He came at dusk, as promised. He had borrowed a Lumala bike. His favourite blue colour. I hopped onto its bar. He didn’t say anything. He pedalled, panting. I could have relieved him.
I felt happy, riding on Annachi’s bar. I was reminded of my childhood. Of Appa, of the moonlit assembly of the family now scattered. Of Grandma’s storytelling, of the puppy that lay curled up on Anna’s lap.
I told myself that riding on the bar of the bicycle was not that strenuous for Anna. When we reached the beach, the breeze blowing from the opposite direction ruffled my hair. Anna was panting. He smelled of arrack. His right eye had turned red. The left one was dark and brown—with a sagging layer of skin underneath.

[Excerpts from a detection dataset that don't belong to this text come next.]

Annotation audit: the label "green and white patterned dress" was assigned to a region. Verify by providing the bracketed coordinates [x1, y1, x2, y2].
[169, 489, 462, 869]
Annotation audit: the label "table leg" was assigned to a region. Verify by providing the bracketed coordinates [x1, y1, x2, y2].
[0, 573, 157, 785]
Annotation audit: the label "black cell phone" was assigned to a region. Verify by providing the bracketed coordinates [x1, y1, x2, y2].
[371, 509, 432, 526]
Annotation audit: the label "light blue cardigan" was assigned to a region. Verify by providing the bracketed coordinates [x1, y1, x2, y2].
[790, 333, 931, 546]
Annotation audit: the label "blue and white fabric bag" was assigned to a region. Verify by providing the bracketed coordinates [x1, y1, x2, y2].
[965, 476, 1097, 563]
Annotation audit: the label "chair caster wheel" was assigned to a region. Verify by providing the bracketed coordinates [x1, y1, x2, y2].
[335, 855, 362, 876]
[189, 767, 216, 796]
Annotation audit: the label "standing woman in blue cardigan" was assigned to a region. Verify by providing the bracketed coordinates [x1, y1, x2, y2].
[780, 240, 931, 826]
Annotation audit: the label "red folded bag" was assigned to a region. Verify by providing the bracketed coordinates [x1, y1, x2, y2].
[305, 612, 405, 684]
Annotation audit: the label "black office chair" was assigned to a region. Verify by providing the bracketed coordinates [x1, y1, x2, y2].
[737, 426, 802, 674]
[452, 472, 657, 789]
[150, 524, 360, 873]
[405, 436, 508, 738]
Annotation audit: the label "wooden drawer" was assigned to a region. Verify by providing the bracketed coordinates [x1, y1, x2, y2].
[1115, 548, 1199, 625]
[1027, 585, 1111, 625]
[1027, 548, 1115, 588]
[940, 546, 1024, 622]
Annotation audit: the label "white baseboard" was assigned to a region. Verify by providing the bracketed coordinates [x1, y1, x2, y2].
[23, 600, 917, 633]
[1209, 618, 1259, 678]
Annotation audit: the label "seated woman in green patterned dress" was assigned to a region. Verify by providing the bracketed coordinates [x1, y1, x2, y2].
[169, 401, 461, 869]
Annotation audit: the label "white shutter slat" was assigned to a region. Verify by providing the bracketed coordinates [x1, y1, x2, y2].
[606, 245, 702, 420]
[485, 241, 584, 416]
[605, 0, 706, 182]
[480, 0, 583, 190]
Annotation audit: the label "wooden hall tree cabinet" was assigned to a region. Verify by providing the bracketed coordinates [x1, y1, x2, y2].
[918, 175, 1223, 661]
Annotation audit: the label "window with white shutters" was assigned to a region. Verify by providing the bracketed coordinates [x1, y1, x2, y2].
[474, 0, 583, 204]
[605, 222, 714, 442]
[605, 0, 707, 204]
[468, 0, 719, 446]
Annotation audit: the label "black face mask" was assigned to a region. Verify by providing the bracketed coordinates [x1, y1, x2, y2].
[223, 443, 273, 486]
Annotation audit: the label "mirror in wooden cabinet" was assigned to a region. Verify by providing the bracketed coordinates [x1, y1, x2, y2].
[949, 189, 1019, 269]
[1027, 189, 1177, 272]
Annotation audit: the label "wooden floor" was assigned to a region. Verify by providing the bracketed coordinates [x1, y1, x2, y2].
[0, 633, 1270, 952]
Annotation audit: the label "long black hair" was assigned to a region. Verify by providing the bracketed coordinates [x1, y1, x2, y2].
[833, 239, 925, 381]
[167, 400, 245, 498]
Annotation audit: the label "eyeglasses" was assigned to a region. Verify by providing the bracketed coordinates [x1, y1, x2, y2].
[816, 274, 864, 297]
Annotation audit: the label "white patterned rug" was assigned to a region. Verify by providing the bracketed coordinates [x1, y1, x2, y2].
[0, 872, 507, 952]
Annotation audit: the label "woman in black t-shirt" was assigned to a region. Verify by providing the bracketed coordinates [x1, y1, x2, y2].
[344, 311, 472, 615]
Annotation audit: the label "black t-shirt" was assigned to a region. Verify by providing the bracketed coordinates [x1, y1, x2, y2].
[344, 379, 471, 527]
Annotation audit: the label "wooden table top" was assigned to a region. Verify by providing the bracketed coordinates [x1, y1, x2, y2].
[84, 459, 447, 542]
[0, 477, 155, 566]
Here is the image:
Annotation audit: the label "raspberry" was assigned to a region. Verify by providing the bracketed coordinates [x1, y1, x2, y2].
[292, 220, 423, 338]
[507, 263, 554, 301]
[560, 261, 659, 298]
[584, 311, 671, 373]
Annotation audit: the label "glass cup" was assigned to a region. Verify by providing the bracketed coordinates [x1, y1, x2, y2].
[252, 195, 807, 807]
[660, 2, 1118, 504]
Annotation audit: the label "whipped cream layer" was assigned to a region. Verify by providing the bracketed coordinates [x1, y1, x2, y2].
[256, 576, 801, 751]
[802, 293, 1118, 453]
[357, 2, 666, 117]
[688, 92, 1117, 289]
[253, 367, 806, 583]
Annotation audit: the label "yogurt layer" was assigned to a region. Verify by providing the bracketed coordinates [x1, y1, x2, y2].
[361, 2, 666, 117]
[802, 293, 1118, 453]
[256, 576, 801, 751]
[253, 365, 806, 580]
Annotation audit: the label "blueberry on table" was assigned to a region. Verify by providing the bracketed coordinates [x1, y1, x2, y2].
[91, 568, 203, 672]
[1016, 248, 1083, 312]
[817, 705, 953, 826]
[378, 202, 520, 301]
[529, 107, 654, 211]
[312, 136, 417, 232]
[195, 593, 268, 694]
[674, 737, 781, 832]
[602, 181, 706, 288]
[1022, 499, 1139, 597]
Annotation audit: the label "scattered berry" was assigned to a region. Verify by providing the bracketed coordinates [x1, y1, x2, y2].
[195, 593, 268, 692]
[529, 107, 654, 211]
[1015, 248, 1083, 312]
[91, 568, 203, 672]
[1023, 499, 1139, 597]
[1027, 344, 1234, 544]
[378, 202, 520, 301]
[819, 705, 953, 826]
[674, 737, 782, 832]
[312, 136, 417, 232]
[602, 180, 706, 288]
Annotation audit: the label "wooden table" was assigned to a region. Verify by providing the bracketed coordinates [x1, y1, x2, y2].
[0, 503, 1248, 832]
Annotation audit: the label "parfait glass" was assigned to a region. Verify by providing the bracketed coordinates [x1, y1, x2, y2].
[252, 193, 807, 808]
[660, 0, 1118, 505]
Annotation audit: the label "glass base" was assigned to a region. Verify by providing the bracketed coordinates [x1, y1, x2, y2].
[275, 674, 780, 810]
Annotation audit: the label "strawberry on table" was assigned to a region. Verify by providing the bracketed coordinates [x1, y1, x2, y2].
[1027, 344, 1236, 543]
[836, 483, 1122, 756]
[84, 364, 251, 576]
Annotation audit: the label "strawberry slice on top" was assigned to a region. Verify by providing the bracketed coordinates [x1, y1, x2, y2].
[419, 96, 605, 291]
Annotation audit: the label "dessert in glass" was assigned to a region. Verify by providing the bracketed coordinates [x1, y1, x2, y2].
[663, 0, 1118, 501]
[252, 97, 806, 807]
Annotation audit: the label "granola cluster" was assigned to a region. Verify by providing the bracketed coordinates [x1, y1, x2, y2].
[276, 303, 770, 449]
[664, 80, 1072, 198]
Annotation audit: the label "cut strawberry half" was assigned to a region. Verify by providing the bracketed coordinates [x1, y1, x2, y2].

We leaned our bike against a culvert near the fish vaadi and sat on it. Four or five boys were piling coconut shells on the sand. A newly-wed couple was walking on the fringe, the waves washing their feet.
Anna was silent.
He picked up a few pebbles and started tossing them into the pool below. From behind us came the sound of falling coconut fronds. He turned to look and smiled. At a distance, the sound of outboard motors. Fishing boats venturing out.
‘Look over there, in the direction of the cemetery; there goes Brother’s boat!’
He appeared not to have heard.
‘Sinnava, are you studying regularly?’
‘Yes, Annachi.’
‘You should work hard and get admission to the campus. Everybody thinks that I‘ve messed up my studies. You, at least, should make up for it.’
‘Why do you think so? You can sit the exam this time.’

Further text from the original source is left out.